Постоянно наблюдая за противником, допрашивая пленных, мы убедились, что немцы готовятся нанести мощный удар по нашему внешнему фронту окружения с целью прорыва к своей группировке войск, оказавшейся в Корсунь-Шевченковском котле. Тогда я и решил направить через фронт группу наиболее отважных бойцов с задачей: доставить разведданные командованию любой из наших частей. К сожалению, судьба этой группы осталась неизвестной.
11 февраля гитлеровцы попытались восемью танковыми дивизиями из района западнее Ризино и Ерки прорвать внешний фронт окружения в направлении Лысянки. Навстречу им нанесли удар войска окруженной группировки. Но соединиться они не смогли...
17 февраля Корсунь-Шевченковская операция была успешно завершена, а 18-го я со своим отрядом с боем прорвался через линию фронта с юга и вышел к Рыжановке, где находился штаб одного из наших соединений.

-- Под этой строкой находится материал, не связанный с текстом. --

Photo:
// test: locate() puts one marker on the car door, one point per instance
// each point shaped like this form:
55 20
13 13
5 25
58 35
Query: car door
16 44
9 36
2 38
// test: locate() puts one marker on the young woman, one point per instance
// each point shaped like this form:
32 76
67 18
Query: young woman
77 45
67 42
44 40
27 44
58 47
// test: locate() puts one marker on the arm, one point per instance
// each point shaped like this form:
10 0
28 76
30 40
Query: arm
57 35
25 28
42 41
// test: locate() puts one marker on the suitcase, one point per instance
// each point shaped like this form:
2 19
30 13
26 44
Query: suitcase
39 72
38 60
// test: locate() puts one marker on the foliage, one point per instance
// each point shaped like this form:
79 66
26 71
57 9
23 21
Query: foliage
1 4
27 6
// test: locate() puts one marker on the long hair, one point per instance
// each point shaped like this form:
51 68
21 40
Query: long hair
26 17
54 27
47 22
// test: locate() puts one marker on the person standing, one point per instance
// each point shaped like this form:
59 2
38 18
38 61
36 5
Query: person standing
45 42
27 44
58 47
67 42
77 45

Со мной долго беседовал высокий, худощавый полковник. Крутил в руках мое удостоверение личности, внимательно рассматривал каждую страничку. Глядел то на фотографию, то на меня, сравнивая, похож ли, и все время удивленно хмыкал. Дело в том, что документ был самодельным: еще на букринском плацдарме мне его «оформил» Саша Лебединцев. Конечно, печать и подпись командира были подлинные. Но вот беда: удостоверение оказалось с дыркой — еще одной отметиной того боя у села Босовка: маленький осколок снаряда ударил в грудь, отбил кусочек эмали на ордене Красного Знамени и насквозь прошил документы.

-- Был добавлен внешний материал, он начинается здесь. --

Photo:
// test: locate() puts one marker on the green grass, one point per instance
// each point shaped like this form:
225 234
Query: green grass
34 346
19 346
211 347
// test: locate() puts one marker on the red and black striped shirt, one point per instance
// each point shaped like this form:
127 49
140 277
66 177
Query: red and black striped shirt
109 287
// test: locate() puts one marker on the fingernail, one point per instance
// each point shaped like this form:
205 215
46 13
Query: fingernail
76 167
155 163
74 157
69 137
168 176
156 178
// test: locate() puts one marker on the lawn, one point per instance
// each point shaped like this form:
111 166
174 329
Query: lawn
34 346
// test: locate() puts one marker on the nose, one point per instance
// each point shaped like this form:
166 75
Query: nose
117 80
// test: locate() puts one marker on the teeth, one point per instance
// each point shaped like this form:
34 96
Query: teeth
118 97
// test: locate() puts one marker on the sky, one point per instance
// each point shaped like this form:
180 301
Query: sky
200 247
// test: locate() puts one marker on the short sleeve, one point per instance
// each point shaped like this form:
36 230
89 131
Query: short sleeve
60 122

По требованию полковника я написал обстоятельный рапорт о действиях отряда в тылу противника. Затем сдал людей представителю штаба соединения, а сам отправился в медсанбат. Надеялся, что после перевязки возвращусь в свою дивизию. Однако не вышло. Увидев мои раны, медики ужаснулись. И никуда не отпустили, как я ни рвался. На следующий день в сопровождении Александра Флакея отправили в Киев, в госпиталь, располагавшийся на Куреневке.